Después de este acontecimiento, nadie se atrevía a navegar en la laguna, hasta que don Vidal Catpo, quien vive todavía, se decidió a desafiar el peligro y vadeó la laguna en una canoa. Desde entonces se desterró el miedo y hoy nadie le teme, pues todos los días navegan en sus aguas canoas cargadas de cosechas. (Texto liberado de: https://www.iperu.org/origen-de-la-laguna-de-pomacochas: el 04/03/2021)

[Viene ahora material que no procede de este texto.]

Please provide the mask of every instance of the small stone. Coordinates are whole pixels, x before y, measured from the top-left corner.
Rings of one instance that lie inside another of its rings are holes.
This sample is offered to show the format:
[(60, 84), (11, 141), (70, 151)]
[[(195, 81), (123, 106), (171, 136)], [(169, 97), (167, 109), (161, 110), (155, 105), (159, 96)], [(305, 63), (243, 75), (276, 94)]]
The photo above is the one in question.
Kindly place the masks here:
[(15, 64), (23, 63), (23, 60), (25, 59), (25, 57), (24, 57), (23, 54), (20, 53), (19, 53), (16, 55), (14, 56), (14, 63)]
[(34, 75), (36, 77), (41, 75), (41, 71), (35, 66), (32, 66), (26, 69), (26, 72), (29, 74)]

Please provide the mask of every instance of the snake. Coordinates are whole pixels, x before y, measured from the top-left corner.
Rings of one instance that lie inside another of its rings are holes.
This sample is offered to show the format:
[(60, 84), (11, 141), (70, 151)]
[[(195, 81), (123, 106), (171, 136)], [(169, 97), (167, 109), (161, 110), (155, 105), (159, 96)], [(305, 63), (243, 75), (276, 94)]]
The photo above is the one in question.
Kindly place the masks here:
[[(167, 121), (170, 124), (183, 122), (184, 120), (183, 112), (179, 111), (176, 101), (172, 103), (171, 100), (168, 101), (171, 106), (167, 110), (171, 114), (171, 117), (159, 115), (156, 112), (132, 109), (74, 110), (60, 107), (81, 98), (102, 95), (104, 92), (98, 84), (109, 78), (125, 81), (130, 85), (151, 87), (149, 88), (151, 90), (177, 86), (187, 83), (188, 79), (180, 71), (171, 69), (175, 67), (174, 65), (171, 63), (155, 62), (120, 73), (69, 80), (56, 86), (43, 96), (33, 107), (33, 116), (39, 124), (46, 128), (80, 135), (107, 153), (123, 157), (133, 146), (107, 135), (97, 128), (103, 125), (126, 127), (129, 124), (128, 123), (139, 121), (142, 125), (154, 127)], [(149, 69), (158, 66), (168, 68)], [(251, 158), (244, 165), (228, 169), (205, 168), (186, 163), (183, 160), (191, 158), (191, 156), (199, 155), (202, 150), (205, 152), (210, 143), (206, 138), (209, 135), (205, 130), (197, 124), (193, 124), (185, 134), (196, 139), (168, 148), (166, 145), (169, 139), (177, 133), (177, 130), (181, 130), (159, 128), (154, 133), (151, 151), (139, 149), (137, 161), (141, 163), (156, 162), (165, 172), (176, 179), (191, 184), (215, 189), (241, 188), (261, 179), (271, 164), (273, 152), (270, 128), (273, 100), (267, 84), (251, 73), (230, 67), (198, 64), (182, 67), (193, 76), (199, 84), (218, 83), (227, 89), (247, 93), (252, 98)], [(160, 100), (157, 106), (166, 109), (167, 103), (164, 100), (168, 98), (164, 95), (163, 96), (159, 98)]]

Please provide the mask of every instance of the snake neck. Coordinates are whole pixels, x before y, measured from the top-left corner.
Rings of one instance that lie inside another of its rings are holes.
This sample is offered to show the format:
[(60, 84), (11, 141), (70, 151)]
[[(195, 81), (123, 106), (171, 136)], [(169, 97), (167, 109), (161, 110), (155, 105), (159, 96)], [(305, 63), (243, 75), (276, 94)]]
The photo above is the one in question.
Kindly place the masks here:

1.    ¿Cuál crees que fue el final del clérigo?
a. Se quedó a vivir en el lugar                                             b. Dejó el sacerdocio
c. Al desafiar la laguna murió                                              d. Murió muy flaco

 

2.    De acuerdo con el texto, ¿por qué eran orgullosos los pobladores del valle de Pomacochas?
a. Eran adoradores de objetos.                                          b. Poseían grandes riquezas.
c. Su mina era de oro.                                                             d. Odiaban a los pobres.

 

3.    Según la leyenda, ¿por qué aparecieron las sirenas? 
a. Se sintieron atraídas por la riqueza que obtenían los pobladores de la mina de plata.
b. Aparecieron como consecuencia del castigo impuesto por Taita Amito a los pobladores del valle de Pomacochas.
c. Aparecieron porque los pobladores deseaban sobrevivir y la única manera de hacerlo era transformándose en sirenas.
d. Porque Taita Amito embrujó a los pobladores usando la magia del arco iris y la laguna de Pomacochas.

 

4.    ¿Cuál de las siguientes acciones es el desenlace de la historia relatada?
a. La mujer es advertida de la catástrofe y se va insultada por los otros pobladores.
b. Taita Amito es rechazado por los pobladores por su aspecto.
c. La señora y sus hijos comprueban que lo anunciado por Taita Amito se cumplió.
d. El pueblo sufre las consecuencias de sus malas actitudes y acciones.

 

5.    ¿Por qué crees que se calmó la furia del agua de la laguna?
a.  Por qué desaparecieron todos sus pobladores
b. Por que apareció un arco iris.
c. Por qué sus aguas fueron bendecidas
d. Por qué sus nuevos pobladores eras seres bondadosos.